Глядел Денис Денисыч, не мог наглядеться, про все забыл: и что сутки скоро, как поел в последний раз, и что такая ужасная была ночь, и что зря только проездил в этот чертов Камлык.

Нет, не зря, не зря! Открыть такое диво не каждому, черт возьми, доведется!

Бабушка Егорьевна около печки хлопотала, зажгла на загнетке щепочки, чугунок пристроила. И все сокрушалась: куда ж это Павлюшка запропастился, как ушел с утра, так и до се нету…

– И все в лес, сударь, и все в лес… Кажной божий день в лесу, ах, бесстрашной! – говорила, словно сказку сказывала. – Легко ль, сударь, дело, по нонешнему времю-то в лесу, не медведь, не волк – разбойники, дизентиры энти… бандиты, одним словом, ну, лихие люди. Изобидят мальчонку, а ить он хоть, пущай, и неправый этта, с бусорком, да все жалко, своя, сударь, кровинушка…

Веселый огонек потрескивает, разгорается на загнетке, ветер нежно звенит в трубе, словно осторожно трогает какой-то диковинный погремок, и не то озорничает, не то убаюкивает… И журчит лесным, сокровенным в траве, светлым ключиком журчит Егорьевна:

– Вот так-то, сударь, намедни пошла на подтопку хмызку́ собрать… Всего и делов-то, каких-нито сажней двадцать от двора отошла – и-их, как свистнет в лесу-то! А в ответ, слышу, кочетом закричал. Мати царица небесная! Альни вся нутрё упала, напужалась, всё трясмя трясет, ноженьки не́йдут, рученьки не владают… Да. Тут какой-то голенастый, в галихве в кожаных, на стежку вышел. В руках – ружье, иржет, что твой жеребец: «Ты, бабка, твою растак, какую такую имеешь праву тут ходить?» Ох, мол, батюшка, да я за хмызком только, прости… «То-то, говорит, за хмызком, знаем мы вас, таких-разэтаких!!» Да как свистнет обратно, как свистнет, а ему из лесу-то – все кочетом, кочетом…

Егорьевна журчит, ветер позванивает… За крохотным оконцем мальвы колышутся, как плывут… Конский белый череп глядит в оконный глазок: «Дивчина, дивчина, пересади через порог!» Ну, не сказка ли?..
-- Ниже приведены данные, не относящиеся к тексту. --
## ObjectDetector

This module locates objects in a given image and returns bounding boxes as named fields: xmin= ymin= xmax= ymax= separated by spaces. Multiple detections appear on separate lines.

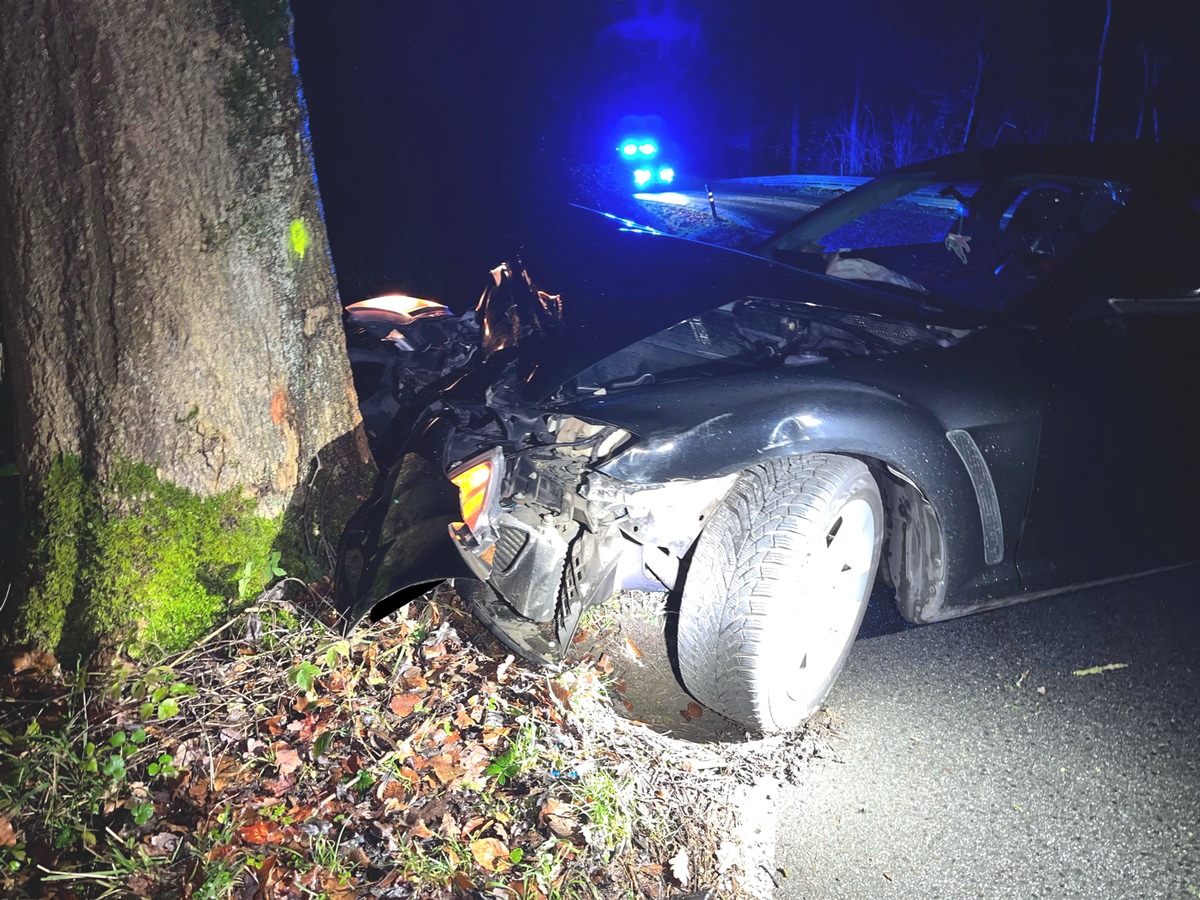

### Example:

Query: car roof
xmin=884 ymin=142 xmax=1200 ymax=196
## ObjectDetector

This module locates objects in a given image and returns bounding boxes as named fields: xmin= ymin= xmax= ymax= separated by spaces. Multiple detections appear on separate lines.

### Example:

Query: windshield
xmin=760 ymin=173 xmax=1129 ymax=311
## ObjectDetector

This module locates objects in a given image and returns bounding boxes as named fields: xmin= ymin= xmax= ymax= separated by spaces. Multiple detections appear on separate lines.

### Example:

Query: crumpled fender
xmin=336 ymin=418 xmax=475 ymax=629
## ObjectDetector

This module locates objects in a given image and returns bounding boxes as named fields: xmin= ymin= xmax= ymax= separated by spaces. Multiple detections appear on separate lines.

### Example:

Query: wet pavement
xmin=576 ymin=568 xmax=1200 ymax=900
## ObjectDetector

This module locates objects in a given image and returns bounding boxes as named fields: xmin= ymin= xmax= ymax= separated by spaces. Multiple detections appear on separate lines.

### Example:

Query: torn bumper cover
xmin=337 ymin=410 xmax=618 ymax=666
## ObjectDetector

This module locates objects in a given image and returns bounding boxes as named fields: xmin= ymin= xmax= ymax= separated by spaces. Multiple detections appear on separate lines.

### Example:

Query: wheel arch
xmin=580 ymin=379 xmax=988 ymax=622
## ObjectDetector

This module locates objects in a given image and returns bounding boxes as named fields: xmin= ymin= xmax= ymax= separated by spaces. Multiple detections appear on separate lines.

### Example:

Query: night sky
xmin=292 ymin=0 xmax=1200 ymax=310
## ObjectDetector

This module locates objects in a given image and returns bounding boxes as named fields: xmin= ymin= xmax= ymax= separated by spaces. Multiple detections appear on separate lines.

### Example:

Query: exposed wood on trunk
xmin=0 ymin=0 xmax=358 ymax=509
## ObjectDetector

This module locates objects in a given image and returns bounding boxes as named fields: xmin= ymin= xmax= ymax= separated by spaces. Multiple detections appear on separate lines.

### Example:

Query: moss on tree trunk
xmin=0 ymin=0 xmax=368 ymax=653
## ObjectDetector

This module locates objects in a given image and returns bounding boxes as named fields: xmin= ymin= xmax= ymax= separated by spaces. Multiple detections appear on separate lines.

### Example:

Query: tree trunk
xmin=959 ymin=4 xmax=988 ymax=150
xmin=1087 ymin=0 xmax=1112 ymax=143
xmin=787 ymin=100 xmax=800 ymax=175
xmin=0 ymin=0 xmax=364 ymax=662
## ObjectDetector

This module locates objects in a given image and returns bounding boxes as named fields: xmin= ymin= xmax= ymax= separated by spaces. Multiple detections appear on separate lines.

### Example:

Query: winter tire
xmin=677 ymin=454 xmax=883 ymax=732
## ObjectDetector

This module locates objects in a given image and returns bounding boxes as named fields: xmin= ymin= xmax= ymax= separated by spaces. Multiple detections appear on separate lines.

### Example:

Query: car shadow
xmin=569 ymin=584 xmax=916 ymax=743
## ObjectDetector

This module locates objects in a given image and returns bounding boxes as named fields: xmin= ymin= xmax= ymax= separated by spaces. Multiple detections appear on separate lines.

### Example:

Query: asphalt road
xmin=775 ymin=569 xmax=1200 ymax=900
xmin=638 ymin=182 xmax=834 ymax=235
xmin=590 ymin=566 xmax=1200 ymax=900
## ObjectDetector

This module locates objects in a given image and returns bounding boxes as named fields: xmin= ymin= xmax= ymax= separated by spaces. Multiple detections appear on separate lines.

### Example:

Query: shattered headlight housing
xmin=448 ymin=446 xmax=504 ymax=578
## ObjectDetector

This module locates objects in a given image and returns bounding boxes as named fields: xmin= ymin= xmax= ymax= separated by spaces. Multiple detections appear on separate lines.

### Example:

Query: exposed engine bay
xmin=338 ymin=263 xmax=967 ymax=665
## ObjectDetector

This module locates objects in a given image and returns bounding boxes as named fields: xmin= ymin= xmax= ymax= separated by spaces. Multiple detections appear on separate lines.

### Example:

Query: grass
xmin=0 ymin=580 xmax=816 ymax=900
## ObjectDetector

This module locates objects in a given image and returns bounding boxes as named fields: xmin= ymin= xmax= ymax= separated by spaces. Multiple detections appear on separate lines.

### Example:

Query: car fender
xmin=556 ymin=372 xmax=1024 ymax=620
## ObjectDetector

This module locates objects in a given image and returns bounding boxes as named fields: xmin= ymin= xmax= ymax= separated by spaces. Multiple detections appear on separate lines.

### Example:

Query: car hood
xmin=475 ymin=208 xmax=980 ymax=402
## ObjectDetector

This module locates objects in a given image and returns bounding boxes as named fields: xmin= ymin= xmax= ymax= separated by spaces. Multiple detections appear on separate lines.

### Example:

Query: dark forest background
xmin=293 ymin=0 xmax=1200 ymax=308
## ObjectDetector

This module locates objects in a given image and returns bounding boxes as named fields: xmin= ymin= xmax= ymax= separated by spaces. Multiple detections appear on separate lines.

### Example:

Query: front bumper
xmin=337 ymin=415 xmax=616 ymax=666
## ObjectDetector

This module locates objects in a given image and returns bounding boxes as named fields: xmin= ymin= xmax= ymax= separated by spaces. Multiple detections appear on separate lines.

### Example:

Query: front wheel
xmin=678 ymin=454 xmax=883 ymax=732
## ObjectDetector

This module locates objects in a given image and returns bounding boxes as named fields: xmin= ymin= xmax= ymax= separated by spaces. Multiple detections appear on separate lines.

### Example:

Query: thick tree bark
xmin=0 ymin=0 xmax=358 ymax=511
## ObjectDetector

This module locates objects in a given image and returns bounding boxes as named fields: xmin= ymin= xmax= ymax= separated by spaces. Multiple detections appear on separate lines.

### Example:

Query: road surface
xmin=595 ymin=568 xmax=1200 ymax=900
xmin=636 ymin=182 xmax=835 ymax=236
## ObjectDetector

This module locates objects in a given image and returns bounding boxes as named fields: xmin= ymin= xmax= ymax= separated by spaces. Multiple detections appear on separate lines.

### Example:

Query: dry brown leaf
xmin=0 ymin=816 xmax=17 ymax=847
xmin=271 ymin=740 xmax=302 ymax=775
xmin=238 ymin=818 xmax=278 ymax=844
xmin=145 ymin=832 xmax=179 ymax=857
xmin=430 ymin=751 xmax=466 ymax=785
xmin=679 ymin=700 xmax=704 ymax=721
xmin=376 ymin=779 xmax=408 ymax=800
xmin=400 ymin=666 xmax=430 ymax=691
xmin=408 ymin=820 xmax=433 ymax=840
xmin=462 ymin=816 xmax=487 ymax=838
xmin=388 ymin=694 xmax=421 ymax=719
xmin=470 ymin=838 xmax=512 ymax=872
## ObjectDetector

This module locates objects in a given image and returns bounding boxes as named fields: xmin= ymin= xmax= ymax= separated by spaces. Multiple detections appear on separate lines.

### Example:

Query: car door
xmin=1018 ymin=296 xmax=1200 ymax=590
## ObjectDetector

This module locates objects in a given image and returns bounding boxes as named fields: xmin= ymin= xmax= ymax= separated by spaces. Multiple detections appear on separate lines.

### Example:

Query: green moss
xmin=17 ymin=457 xmax=280 ymax=659
xmin=221 ymin=60 xmax=272 ymax=150
xmin=232 ymin=0 xmax=288 ymax=50
xmin=16 ymin=457 xmax=86 ymax=647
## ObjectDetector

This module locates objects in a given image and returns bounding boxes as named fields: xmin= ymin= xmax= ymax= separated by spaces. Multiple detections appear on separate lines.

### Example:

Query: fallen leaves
xmin=388 ymin=694 xmax=421 ymax=719
xmin=271 ymin=740 xmax=304 ymax=775
xmin=667 ymin=847 xmax=691 ymax=888
xmin=0 ymin=588 xmax=720 ymax=900
xmin=470 ymin=838 xmax=512 ymax=872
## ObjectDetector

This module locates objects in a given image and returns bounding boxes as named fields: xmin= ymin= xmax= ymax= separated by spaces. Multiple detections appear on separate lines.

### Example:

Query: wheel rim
xmin=776 ymin=498 xmax=876 ymax=706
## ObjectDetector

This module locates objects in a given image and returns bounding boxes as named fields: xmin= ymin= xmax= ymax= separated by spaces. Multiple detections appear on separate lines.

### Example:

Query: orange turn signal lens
xmin=450 ymin=460 xmax=493 ymax=532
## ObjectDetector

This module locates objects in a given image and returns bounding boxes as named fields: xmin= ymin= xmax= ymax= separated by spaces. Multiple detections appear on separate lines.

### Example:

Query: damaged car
xmin=337 ymin=145 xmax=1200 ymax=732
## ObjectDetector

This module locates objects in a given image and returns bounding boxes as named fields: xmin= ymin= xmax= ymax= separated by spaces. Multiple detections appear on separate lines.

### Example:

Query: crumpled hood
xmin=476 ymin=206 xmax=979 ymax=402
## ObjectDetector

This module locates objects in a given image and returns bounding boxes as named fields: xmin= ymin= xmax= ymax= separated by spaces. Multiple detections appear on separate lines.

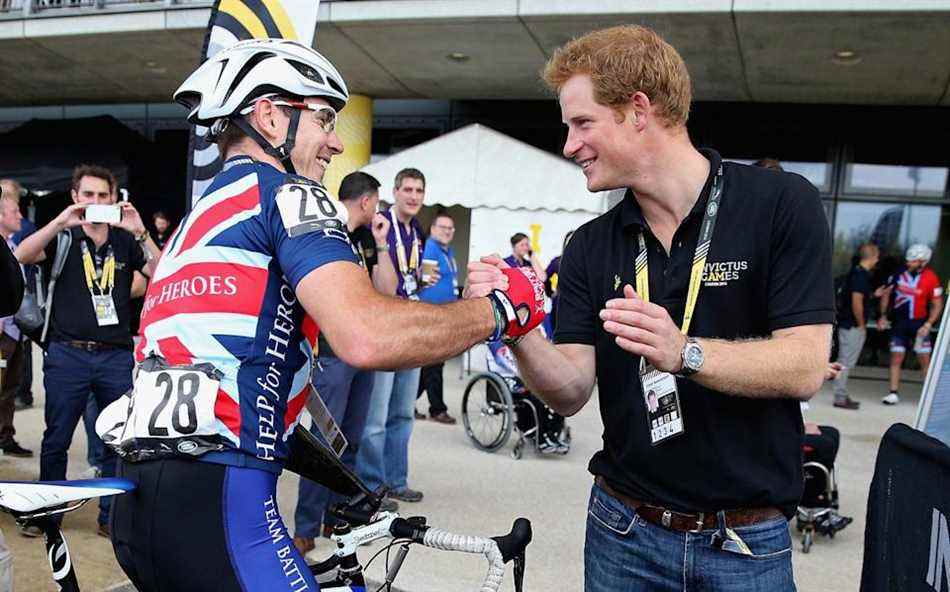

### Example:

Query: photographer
xmin=16 ymin=165 xmax=159 ymax=536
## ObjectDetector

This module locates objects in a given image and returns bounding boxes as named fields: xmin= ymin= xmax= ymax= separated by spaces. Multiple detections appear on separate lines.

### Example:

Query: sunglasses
xmin=241 ymin=99 xmax=337 ymax=134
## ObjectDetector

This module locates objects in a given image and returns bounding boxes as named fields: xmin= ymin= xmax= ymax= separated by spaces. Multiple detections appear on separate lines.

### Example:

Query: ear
xmin=251 ymin=99 xmax=280 ymax=143
xmin=624 ymin=90 xmax=653 ymax=130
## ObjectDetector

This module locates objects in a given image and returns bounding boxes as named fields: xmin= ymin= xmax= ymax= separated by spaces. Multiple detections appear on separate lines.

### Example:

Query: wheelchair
xmin=795 ymin=444 xmax=851 ymax=553
xmin=462 ymin=371 xmax=571 ymax=460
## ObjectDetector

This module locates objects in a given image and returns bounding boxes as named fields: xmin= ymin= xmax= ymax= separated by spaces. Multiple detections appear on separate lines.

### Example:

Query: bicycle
xmin=0 ymin=426 xmax=532 ymax=592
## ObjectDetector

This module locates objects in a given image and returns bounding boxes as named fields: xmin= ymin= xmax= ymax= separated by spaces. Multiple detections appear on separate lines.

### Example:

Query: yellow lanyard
xmin=389 ymin=208 xmax=419 ymax=275
xmin=80 ymin=241 xmax=115 ymax=295
xmin=635 ymin=165 xmax=722 ymax=335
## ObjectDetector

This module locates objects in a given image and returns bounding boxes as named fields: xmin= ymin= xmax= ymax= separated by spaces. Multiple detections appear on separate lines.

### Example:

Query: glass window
xmin=832 ymin=201 xmax=950 ymax=278
xmin=844 ymin=163 xmax=948 ymax=198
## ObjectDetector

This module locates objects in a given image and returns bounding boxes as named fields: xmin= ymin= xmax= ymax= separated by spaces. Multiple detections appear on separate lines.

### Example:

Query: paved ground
xmin=0 ymin=352 xmax=920 ymax=592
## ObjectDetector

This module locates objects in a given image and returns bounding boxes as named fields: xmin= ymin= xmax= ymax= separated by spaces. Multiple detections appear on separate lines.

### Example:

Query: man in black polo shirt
xmin=16 ymin=165 xmax=159 ymax=536
xmin=468 ymin=26 xmax=834 ymax=591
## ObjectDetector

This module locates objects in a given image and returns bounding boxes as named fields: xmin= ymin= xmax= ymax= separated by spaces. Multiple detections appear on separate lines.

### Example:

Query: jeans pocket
xmin=734 ymin=517 xmax=792 ymax=561
xmin=587 ymin=485 xmax=637 ymax=536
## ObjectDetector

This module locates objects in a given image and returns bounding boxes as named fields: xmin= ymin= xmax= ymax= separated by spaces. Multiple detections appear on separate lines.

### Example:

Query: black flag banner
xmin=861 ymin=424 xmax=950 ymax=592
xmin=187 ymin=0 xmax=320 ymax=209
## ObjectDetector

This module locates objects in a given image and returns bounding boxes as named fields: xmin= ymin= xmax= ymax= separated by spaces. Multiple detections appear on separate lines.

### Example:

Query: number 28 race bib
xmin=96 ymin=357 xmax=224 ymax=461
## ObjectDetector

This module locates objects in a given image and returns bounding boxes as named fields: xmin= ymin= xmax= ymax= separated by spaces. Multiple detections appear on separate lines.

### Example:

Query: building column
xmin=323 ymin=95 xmax=373 ymax=195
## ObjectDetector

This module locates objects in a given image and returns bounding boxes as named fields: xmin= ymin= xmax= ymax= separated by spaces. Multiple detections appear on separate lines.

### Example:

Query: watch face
xmin=683 ymin=344 xmax=703 ymax=370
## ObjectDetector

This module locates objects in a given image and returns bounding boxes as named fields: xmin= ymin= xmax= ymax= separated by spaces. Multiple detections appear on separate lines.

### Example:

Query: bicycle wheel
xmin=462 ymin=372 xmax=514 ymax=452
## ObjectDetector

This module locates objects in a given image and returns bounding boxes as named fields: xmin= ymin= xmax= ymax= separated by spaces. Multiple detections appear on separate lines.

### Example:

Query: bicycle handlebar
xmin=389 ymin=518 xmax=531 ymax=592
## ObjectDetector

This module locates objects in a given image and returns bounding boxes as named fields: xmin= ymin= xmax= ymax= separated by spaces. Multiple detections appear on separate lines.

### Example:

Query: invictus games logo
xmin=927 ymin=508 xmax=950 ymax=592
xmin=703 ymin=261 xmax=749 ymax=288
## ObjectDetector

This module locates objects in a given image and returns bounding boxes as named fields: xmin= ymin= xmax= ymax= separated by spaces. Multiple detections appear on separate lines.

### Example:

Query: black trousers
xmin=416 ymin=363 xmax=448 ymax=416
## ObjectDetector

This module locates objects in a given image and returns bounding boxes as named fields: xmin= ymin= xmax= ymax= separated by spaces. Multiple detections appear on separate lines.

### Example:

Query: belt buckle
xmin=686 ymin=512 xmax=706 ymax=534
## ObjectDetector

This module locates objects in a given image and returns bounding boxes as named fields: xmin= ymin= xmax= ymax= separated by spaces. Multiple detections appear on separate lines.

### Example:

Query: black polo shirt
xmin=45 ymin=227 xmax=146 ymax=349
xmin=555 ymin=150 xmax=834 ymax=517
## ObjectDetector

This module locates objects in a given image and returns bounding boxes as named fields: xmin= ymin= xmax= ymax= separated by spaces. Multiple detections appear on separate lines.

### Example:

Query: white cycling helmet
xmin=904 ymin=243 xmax=933 ymax=265
xmin=175 ymin=39 xmax=349 ymax=126
xmin=174 ymin=39 xmax=349 ymax=173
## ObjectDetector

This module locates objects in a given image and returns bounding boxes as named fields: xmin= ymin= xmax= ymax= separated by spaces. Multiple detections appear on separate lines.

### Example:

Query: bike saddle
xmin=0 ymin=477 xmax=135 ymax=514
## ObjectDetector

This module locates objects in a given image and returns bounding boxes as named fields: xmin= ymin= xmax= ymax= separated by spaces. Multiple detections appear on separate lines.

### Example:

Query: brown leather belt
xmin=60 ymin=339 xmax=122 ymax=351
xmin=594 ymin=475 xmax=782 ymax=532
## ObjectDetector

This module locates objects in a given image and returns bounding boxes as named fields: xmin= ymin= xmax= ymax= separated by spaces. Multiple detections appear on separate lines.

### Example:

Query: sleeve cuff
xmin=554 ymin=332 xmax=595 ymax=345
xmin=769 ymin=310 xmax=835 ymax=331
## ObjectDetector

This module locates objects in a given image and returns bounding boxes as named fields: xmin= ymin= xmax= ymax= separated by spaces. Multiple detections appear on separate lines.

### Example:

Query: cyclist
xmin=105 ymin=40 xmax=544 ymax=592
xmin=877 ymin=244 xmax=943 ymax=405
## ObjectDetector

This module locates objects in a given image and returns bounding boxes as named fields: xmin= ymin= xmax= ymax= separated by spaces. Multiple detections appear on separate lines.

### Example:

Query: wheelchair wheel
xmin=462 ymin=373 xmax=514 ymax=452
xmin=802 ymin=528 xmax=815 ymax=553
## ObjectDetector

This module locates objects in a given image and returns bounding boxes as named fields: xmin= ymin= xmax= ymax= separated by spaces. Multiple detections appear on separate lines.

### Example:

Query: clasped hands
xmin=463 ymin=254 xmax=686 ymax=373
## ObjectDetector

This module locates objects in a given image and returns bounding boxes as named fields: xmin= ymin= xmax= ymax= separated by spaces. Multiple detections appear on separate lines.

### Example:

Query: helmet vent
xmin=221 ymin=51 xmax=275 ymax=104
xmin=327 ymin=76 xmax=347 ymax=97
xmin=287 ymin=60 xmax=324 ymax=84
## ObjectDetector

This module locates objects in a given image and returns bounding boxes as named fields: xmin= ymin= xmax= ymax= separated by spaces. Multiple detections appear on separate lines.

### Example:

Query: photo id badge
xmin=402 ymin=273 xmax=419 ymax=300
xmin=640 ymin=358 xmax=684 ymax=446
xmin=92 ymin=294 xmax=119 ymax=327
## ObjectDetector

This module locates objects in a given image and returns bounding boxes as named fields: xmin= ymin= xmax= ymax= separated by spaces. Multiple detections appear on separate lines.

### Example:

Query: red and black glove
xmin=488 ymin=267 xmax=544 ymax=345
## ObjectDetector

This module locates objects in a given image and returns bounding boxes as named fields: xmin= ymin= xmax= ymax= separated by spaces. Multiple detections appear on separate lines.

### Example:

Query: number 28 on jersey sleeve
xmin=276 ymin=183 xmax=348 ymax=240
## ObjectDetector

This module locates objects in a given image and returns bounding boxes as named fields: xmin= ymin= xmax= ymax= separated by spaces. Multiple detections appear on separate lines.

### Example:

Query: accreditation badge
xmin=640 ymin=358 xmax=685 ymax=446
xmin=92 ymin=293 xmax=119 ymax=327
xmin=402 ymin=272 xmax=419 ymax=300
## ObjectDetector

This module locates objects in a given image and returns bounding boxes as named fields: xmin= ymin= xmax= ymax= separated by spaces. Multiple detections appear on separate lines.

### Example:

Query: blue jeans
xmin=356 ymin=368 xmax=419 ymax=490
xmin=40 ymin=342 xmax=132 ymax=524
xmin=584 ymin=485 xmax=795 ymax=592
xmin=294 ymin=357 xmax=375 ymax=539
xmin=82 ymin=393 xmax=106 ymax=469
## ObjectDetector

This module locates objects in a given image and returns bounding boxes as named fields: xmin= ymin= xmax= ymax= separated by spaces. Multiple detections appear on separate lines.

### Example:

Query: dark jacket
xmin=0 ymin=240 xmax=23 ymax=317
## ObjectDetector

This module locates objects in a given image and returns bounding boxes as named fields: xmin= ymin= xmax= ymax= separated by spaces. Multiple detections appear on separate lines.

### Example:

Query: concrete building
xmin=0 ymin=0 xmax=950 ymax=361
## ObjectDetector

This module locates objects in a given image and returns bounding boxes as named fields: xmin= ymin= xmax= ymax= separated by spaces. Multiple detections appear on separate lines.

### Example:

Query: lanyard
xmin=389 ymin=208 xmax=419 ymax=275
xmin=79 ymin=241 xmax=115 ymax=296
xmin=636 ymin=165 xmax=722 ymax=335
xmin=439 ymin=246 xmax=459 ymax=277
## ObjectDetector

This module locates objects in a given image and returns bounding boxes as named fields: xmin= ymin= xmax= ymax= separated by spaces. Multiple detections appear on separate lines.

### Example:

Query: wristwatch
xmin=676 ymin=337 xmax=706 ymax=378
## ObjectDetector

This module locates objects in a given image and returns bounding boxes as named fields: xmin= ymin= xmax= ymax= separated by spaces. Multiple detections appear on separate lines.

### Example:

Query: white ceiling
xmin=0 ymin=0 xmax=950 ymax=106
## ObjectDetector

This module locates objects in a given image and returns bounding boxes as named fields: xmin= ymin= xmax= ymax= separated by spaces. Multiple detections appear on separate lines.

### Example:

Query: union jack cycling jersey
xmin=135 ymin=157 xmax=357 ymax=472
xmin=888 ymin=267 xmax=943 ymax=321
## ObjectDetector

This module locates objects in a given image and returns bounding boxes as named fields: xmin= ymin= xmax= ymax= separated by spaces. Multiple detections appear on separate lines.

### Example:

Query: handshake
xmin=463 ymin=255 xmax=544 ymax=345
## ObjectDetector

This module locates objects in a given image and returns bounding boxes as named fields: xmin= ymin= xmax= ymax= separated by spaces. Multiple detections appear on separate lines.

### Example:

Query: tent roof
xmin=361 ymin=123 xmax=607 ymax=214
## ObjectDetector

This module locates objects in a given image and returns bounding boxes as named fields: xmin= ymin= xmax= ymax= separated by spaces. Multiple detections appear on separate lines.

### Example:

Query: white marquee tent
xmin=361 ymin=124 xmax=620 ymax=284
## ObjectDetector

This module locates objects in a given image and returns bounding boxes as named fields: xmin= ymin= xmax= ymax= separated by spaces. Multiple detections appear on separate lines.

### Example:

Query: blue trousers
xmin=82 ymin=393 xmax=106 ymax=467
xmin=40 ymin=342 xmax=133 ymax=524
xmin=584 ymin=485 xmax=795 ymax=592
xmin=356 ymin=368 xmax=419 ymax=490
xmin=294 ymin=357 xmax=375 ymax=539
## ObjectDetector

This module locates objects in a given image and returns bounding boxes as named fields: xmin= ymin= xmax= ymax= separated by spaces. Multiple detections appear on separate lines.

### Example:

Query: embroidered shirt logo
xmin=703 ymin=261 xmax=749 ymax=288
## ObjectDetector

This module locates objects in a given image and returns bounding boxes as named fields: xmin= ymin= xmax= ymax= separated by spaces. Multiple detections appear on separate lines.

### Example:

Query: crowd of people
xmin=0 ymin=26 xmax=942 ymax=592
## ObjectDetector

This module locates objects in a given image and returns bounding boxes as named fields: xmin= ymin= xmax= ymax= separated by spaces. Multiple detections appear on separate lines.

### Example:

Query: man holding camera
xmin=16 ymin=165 xmax=159 ymax=536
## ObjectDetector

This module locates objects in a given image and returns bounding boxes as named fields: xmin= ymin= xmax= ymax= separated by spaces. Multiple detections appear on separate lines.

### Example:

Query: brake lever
xmin=512 ymin=555 xmax=525 ymax=592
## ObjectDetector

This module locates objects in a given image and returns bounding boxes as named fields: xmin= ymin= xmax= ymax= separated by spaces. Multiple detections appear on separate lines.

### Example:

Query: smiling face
xmin=429 ymin=216 xmax=455 ymax=245
xmin=72 ymin=175 xmax=115 ymax=204
xmin=511 ymin=238 xmax=531 ymax=259
xmin=292 ymin=97 xmax=343 ymax=182
xmin=558 ymin=74 xmax=640 ymax=192
xmin=393 ymin=177 xmax=426 ymax=218
xmin=0 ymin=197 xmax=23 ymax=238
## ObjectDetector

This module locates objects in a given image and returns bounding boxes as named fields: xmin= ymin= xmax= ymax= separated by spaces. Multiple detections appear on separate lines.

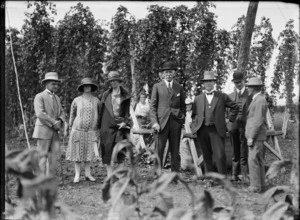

Вот оно, когда откликнулись все треволнения дороги и бессонная ночь: сидя, заснул Денис Денисыч, и сам не заметил как. Сперва были ветер, мальвы да бабкин ключик журчал; затем дремучий лес обступил, сосны такие, что задерешь голову – макушек не видать, и там, вверху, чуть ли не под самыми облаками, кричат, перекликаются горластые кочета. Так незаметно из яви шагнул Денис Денисыч в сновидение, где среди всего прочего предстал перед ним учитель Понамарев, в кожаных галифе и с ружьем, кричал сердито, потрясая винтовкой, грозился написать про Денис Денисычев саботаж не кому-нибудь, а именно тем самым кочетам, что перекликаются под облаками… Но Дениса Денисыча не учитель Понамарев и не его ружье и угрозы страшили: дробный стук телеги по неровной дороге, бряканье сбруи, далекие пьяные мужицкие голоса… И он рванулся в ужасе, побежал напролом – через кусты, через чащу, спотыкаясь о корневища сосен; падая, снова подымался и бежал, пока не поредели деревья, пока небо не сверкнуло веселыми голубыми заплатками. А там Егорьевна бродила меж молодых сосенок, в лукошко собирала хмызок… «Ах-и! – всплеснула коротенькими тряпичными ручками. – Да где ж это тебя, болезного, носило до ночи!»